Q: Neither have you spoken against it?

Of course, we have in different ways, not just in the UN system. We were constantly looking to find solutions to arrest this [the war] because it was destroying lives and the potential of this great country to evolve into a prosperous nation. It was our preoccupation throughout the period that we celebrate peace today.

But were we the main actors? Was it up to us?

It would be arrogant to think that we put ourselves in the place of God to arrest this conflict. We were doing everything, whether it was the Secretary-General or the appropriate entities in the UN system, to bring a solution to the problem. The effort was there; I saw it from the inside. It might be difficult to see from the outside because a lot of it was done in constructive and not publicly destructive ways to the course. A lot went behind the scenes that we could not announce.

Q: What would be the biggest lesson you in the UNDP-Africa got from the disruption and transformation of life the post-pandemic has brought?

Many lessons. Digital came out quite strongly as part of a solution. We have understood the value of digital in a context of resilience, building, and shock-proof for development, but also accelerating it in many ways. So many things we did not think could be done so quickly happened when we applied the digital lens.

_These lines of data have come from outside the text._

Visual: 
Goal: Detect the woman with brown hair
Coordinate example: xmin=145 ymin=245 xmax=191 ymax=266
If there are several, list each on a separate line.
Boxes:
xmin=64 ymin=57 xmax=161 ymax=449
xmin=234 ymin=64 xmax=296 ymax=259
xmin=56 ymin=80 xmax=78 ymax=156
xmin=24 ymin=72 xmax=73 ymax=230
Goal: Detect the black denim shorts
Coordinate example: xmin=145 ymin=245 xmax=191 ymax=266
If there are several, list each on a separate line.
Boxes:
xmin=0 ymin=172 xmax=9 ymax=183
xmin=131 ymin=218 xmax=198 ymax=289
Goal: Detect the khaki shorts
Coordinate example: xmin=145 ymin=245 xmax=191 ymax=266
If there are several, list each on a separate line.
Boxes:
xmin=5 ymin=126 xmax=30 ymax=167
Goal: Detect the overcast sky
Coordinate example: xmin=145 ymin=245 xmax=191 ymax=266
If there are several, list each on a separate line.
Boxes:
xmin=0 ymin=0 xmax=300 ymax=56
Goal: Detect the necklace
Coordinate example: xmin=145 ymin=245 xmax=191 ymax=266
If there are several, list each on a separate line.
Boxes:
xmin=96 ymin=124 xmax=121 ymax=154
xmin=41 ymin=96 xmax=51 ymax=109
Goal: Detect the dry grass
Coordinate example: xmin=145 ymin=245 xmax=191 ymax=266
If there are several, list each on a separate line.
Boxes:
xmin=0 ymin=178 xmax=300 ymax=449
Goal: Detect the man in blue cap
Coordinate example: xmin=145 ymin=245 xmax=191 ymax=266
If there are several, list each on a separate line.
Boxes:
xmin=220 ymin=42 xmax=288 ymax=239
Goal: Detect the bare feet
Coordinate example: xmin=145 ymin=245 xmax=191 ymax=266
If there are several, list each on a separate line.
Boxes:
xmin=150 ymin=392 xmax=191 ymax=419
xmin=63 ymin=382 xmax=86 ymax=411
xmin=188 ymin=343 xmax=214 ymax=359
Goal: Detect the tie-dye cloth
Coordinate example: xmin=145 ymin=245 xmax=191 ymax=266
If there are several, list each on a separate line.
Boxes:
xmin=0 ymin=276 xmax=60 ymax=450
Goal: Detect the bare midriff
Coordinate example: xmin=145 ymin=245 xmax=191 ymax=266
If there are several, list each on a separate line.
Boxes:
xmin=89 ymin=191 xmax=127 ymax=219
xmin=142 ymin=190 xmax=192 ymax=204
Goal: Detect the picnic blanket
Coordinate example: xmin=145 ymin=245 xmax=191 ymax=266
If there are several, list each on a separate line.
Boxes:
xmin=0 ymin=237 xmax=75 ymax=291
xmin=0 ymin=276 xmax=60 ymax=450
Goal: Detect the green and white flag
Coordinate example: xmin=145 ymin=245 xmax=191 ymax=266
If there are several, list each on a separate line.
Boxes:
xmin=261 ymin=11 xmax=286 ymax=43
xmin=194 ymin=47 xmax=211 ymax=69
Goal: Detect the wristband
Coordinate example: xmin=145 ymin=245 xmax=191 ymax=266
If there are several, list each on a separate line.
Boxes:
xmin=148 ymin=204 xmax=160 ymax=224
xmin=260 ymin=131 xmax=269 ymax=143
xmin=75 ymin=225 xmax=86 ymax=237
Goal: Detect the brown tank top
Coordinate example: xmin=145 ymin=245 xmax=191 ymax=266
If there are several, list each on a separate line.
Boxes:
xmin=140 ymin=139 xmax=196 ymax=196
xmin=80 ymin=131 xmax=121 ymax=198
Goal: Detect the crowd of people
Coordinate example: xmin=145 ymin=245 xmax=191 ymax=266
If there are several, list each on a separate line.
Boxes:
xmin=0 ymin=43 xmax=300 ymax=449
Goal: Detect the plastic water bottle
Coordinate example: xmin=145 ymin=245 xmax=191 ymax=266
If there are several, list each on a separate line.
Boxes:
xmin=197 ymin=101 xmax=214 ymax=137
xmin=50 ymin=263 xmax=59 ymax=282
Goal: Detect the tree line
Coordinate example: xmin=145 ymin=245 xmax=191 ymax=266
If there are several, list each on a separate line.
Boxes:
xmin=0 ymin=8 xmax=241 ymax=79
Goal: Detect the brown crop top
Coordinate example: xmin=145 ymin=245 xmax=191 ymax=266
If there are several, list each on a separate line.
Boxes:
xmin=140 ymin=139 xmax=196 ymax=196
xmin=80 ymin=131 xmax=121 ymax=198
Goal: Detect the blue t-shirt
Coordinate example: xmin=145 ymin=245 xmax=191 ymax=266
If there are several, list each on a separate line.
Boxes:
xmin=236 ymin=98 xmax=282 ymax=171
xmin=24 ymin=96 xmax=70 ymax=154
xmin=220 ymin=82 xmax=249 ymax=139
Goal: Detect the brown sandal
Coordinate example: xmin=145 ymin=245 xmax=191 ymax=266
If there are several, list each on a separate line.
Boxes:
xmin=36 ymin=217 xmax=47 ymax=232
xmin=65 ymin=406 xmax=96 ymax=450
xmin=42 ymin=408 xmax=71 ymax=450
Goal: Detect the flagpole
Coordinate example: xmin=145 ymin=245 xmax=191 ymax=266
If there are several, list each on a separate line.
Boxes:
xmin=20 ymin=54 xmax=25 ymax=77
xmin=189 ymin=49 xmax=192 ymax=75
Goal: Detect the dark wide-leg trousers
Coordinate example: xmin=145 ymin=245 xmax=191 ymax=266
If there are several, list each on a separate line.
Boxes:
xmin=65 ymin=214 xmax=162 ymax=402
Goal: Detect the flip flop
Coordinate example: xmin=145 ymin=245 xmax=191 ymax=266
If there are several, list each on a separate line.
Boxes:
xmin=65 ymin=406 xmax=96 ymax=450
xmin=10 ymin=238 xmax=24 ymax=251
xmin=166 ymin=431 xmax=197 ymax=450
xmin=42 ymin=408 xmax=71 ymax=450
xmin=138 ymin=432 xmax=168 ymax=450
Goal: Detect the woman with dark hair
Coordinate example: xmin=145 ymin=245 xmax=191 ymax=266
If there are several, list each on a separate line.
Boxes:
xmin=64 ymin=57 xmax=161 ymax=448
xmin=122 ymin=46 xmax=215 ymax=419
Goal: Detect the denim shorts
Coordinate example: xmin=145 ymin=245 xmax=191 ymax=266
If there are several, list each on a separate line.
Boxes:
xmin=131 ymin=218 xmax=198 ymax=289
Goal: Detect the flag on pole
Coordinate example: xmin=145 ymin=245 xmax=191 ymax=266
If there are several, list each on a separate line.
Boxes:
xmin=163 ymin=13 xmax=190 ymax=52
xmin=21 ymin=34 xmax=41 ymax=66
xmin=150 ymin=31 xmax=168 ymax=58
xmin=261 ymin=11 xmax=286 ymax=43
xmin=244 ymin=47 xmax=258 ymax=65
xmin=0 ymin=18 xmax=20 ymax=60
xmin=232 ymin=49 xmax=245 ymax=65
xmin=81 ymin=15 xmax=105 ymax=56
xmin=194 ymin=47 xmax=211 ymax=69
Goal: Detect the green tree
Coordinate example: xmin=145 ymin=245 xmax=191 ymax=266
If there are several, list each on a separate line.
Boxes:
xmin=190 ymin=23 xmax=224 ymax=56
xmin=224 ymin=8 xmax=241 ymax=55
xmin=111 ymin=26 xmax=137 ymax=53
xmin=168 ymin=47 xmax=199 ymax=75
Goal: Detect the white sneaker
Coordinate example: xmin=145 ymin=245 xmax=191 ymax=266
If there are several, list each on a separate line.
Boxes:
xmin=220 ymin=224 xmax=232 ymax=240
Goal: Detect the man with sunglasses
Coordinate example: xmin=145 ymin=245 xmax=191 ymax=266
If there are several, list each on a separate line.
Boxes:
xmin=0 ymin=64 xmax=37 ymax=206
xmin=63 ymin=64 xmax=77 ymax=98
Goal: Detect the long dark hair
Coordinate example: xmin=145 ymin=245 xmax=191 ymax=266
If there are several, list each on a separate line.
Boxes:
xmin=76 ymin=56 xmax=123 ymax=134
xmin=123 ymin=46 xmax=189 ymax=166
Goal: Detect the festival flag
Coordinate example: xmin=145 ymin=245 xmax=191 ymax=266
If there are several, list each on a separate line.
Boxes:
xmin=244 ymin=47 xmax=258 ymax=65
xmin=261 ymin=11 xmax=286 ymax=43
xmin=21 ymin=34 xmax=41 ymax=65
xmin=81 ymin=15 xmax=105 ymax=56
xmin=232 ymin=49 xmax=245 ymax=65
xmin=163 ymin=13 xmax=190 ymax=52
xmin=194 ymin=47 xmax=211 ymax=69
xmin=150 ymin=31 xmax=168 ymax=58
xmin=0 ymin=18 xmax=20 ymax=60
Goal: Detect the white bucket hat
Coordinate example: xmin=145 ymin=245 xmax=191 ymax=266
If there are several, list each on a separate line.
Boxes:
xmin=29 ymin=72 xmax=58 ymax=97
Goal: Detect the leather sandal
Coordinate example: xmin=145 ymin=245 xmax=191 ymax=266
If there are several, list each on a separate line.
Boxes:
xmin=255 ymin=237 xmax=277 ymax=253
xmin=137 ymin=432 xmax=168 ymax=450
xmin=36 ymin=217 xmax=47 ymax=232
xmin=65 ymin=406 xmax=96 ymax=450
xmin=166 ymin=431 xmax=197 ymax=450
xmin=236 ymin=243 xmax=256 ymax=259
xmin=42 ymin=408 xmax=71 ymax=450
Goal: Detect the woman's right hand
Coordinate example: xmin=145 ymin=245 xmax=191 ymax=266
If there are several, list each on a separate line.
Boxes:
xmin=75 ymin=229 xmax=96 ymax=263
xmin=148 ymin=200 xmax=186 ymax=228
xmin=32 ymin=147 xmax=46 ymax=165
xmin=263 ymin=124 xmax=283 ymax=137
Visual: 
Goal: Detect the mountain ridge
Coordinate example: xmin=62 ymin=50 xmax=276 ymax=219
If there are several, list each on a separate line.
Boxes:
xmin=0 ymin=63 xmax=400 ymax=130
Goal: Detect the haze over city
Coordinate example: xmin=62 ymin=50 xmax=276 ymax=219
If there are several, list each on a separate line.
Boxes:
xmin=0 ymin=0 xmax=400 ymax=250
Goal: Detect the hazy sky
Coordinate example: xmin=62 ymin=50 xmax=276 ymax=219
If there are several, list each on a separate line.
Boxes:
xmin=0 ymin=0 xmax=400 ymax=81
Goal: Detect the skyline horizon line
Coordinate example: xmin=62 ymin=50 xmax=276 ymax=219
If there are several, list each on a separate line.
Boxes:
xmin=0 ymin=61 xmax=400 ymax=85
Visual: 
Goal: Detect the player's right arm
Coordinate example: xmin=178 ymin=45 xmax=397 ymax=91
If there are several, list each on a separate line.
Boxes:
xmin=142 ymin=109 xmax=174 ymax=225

The second is the state’s role in crises and the social contract to protect. Shocks are now the new normal and will stay with us. Many people were left behind during COVID. And governments were scrambling to see how they could reach these populations. We had only 20pc of Africa with social protection mechanisms. The UNDP was right there, helping countries use digital technology to identify where the poorest and most vulnerable live. We now began to invest in assisting governments in understanding the value, the importance, in times of uncertainty and crisis, of a social protection culture as a state responsibility.

The other thing that hit us was realising how much of Africa’s economy was informal. COVID brought this like a slap on our faces. When countries scrambled to put some stimulus, they discovered that people were not in the books and that 80pc of the economy was informal. We worked with the International Labour Organisation (ILO) to get states to understand the importance of formalising it.

Q: How do you characterise your meeting in Addis Abeba with your staff from across Africa?

It is always something close to my heart to connect with the staff on the front lines to share solidarity with them. It is refreshing to come and connect with them, hear what they have been going through and extend words of encouragement and appreciation.

It is tough when you are on the program and operation side, facing everything a country faces. We also have a cost-of-living crisis. We recognise it in our staff; many have become breadwinners overnight. The paycheck is tighter. And COVID has been hard on everybody.

Q: What was your core message?

Invest in taking care of each other. Staff spend more time with their colleagues than they do with families. These are challenging times. Let’s not add to each other’s stress. Let’s help one another and check ourselves every day.